Neolithic Period, Liangzhu Culture (ca. 3400 – ca. 2200 BCE)
Lengths: 4.8 cm, 4.5 cm, 4.8 cm, 4.6 cm
Heights: 3.1 cm, 2.8 cm, 2.9 cm, 2.7 cm
Provenance:
A Distinguished Chinese Collector Important North American Collector
Exhibited & Published:
Weisbrod 30 Years, An Anniversary Exhibition, Spring 2002, Weisbrod Chinese Art, Ltd., New York, no. 1M.
The four jade fittings are roughly in the shape of upside-down triangles, oblong in cross-section. The top edges are rounded and perforated with a round hole that runs the length of each fitting. On either side of the perforation are two small, squared-off protrusions. Each fitting swells in the center and tapers toward the edges. Two lines subtly carved in relief delineate the top register on the fittings, after which the fittings taper dramatically to a “waist.” At the waist of each fitting, an oblong protrusion, carved in low relief on the front and back, juts out from either side.

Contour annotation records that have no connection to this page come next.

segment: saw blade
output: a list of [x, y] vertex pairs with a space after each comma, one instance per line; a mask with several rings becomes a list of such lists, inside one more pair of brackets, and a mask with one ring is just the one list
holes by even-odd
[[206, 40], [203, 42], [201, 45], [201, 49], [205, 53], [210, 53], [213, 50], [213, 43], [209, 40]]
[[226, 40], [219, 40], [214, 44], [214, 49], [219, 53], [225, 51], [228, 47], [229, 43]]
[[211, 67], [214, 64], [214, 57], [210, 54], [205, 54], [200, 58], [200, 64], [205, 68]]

Just under this protrusion, each fitting is perforated through its width, drilled from each side until the holes meet the lengthwise opening. The fittings are carved from a grey-green jade. The original color is visible in very small areas, while the rest of each fitting has altered to a creamy white. These fittings are very rare. No other fittings such as these seem to be published.
Although scholars are not certain for what purpose these fittings were used, the lengthwise and widthwise perforations lead us to believe they were used as some kind of ornament, attached in the upright position shown in the photograph. Perhaps they were attached to some sort of baton or headdress.

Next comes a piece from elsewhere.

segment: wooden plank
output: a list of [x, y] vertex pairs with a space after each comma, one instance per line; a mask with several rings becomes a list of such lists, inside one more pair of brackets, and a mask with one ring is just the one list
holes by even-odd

Fittings for an axe haft, of similar bell shape, have perforations into which the wood handle of the axe would fit that are much wider, see Yang, number 31. Although the fittings in question must have served a different purpose, they are stylistically similar to the axe haft fittings which were discovered in Fanshan, Yuhang, Zhejiang Province. Loehr publishes an object he calls a stone “Mace Head (?)” that looks similar in shape to the fittings, however it is much larger, measuring 16.5 cm in length. The mace head is not definitively dated, but in Loehr, 1975, number 584, the author mentions another such object in the Freer Gallery of Art (No. 19.52), dated tentatively to the Shang Dynasty, an attribution that pre-dates excavated evidence of Neolithic Period jades.
Reportedly discovered in Zhejiang Province.